After creating a lifecyce environment, adding additional hosts using subscription-manager register will require you to provide an environment. Environment names must be given in full


Bootstrap.py

You can use the katello client bootstrap project's bootstrap.py to manually register and place a host to a particular host group in Satellite. This is typically desired if you are deploying a machine not from kickstart but from something like a virtual machine clone and the host isn't added to Satellite as part of the post-installation process.
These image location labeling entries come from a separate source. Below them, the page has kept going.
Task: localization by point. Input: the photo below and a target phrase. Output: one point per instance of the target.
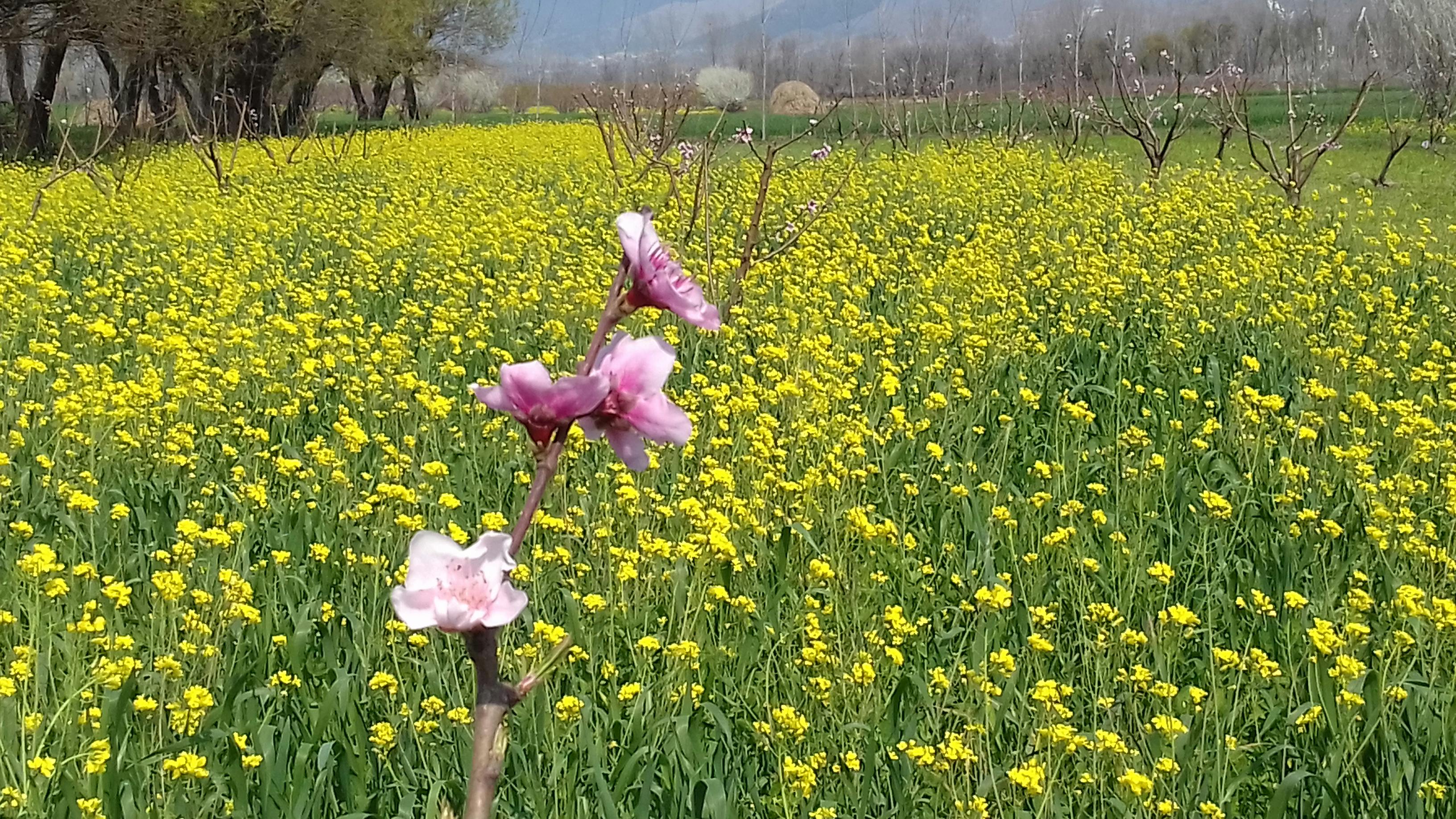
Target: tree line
(232, 67)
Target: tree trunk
(197, 111)
(112, 75)
(301, 98)
(155, 103)
(15, 78)
(128, 105)
(411, 99)
(247, 105)
(35, 136)
(1390, 161)
(384, 87)
(360, 104)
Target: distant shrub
(462, 89)
(724, 88)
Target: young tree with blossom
(615, 394)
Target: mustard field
(1017, 489)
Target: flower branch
(616, 393)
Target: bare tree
(1291, 157)
(1142, 107)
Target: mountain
(587, 29)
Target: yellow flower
(186, 764)
(1136, 783)
(43, 765)
(1030, 776)
(568, 709)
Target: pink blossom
(635, 407)
(455, 589)
(657, 280)
(529, 395)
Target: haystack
(794, 98)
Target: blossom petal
(662, 420)
(414, 607)
(430, 556)
(629, 448)
(590, 427)
(629, 231)
(509, 605)
(574, 397)
(490, 548)
(638, 366)
(528, 385)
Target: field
(1017, 489)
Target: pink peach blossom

Get the bootstrap.py script from the project at https://github.com/Katello/katello-client-bootstrap. On a host that is to be added to a particular host group in Satellite, run:

# wget https://raw.githubusercontent.com/Katello/katello-client-bootstrap/master/bootstrap.py
# chmod 755 bootstrap.py
# ./bootstrap.py -l admin \
    -s itsosatwebp01.ucalgary.ca \
    -o UofcServers \
    -L Calgary \
    -g vRA \
    -a vRA-EL7-Activation \
    --force

Where:

  • -l - username
  • -s - satellite server
  • -o - Organization
  • -L - Location
  • -g - Host group
  • -a - activation key
  • --force - removes old host if it exists

See Also:

Glossary

Terminology Definition
Product A set of repositories makes up a product
Organization Satellite lets the administrator restrict policies/packages based on a machine's group. (Similar to what I already do with labs in CPSC).